The report, which looked at 46 indicators, including infant mortality, suicide rates and time waiting for treatment ranked the UK below Czech Republic and Estonia, which scored 14th and 15th, respectively.
Only Ireland performed worse than the UK when it came to accessibility, such as seeing a GP the same day or the time spent waiting for major surgery.
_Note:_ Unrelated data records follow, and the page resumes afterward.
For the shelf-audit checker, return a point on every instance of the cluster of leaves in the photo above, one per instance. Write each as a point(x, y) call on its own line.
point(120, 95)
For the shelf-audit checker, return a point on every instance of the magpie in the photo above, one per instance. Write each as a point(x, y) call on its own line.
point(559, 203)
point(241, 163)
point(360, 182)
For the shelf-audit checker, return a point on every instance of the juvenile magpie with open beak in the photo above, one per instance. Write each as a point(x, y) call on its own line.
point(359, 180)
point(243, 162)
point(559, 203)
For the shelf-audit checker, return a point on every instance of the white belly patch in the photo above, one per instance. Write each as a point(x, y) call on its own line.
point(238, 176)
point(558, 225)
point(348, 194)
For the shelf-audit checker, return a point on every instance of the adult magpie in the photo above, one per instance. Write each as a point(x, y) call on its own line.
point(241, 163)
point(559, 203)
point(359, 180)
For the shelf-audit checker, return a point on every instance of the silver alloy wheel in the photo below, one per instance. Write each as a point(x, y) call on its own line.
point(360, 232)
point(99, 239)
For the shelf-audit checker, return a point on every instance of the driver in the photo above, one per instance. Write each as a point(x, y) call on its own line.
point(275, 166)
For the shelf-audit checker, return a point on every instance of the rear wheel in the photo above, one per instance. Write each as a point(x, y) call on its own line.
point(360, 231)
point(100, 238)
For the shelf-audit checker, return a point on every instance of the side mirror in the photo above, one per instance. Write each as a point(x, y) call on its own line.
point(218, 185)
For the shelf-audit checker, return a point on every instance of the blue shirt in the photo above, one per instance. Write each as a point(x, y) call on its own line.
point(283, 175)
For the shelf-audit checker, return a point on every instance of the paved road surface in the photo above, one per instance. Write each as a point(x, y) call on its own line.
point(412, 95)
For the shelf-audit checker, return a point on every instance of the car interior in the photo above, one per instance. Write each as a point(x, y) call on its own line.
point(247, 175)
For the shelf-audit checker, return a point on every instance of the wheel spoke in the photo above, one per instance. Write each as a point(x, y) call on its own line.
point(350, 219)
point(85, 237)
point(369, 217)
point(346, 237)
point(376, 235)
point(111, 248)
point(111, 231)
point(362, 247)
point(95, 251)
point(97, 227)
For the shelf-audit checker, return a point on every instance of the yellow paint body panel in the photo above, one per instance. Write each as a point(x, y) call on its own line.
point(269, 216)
More positively, the UK was second only to Norway when it came to the best preventative healthcare, such as vaccinations and stop smoking interventions.
Switzerland came out on top overall, marking the first time the Netherlands has been beaten in a decade, according to the Euro Health Consumer Index (EHCI) 2018 report.
The researchers analysed healthcare statistics from each country, before scoring each one points out of a maximum 1,000.
The UK, which scored 728 points, has fallen in its rankings after scoring 15th in 2017 and 14th the year before, according to the Daily Mail.
The worst healthcare in Europe was awarded to Albania, with 544 points.
Overall, the authors found healthcare is improving across Europe despite budget cuts.
Survival rates in everything from heart disease to cancer are on the rise, despite obesity and junk food consumption also growing, they said.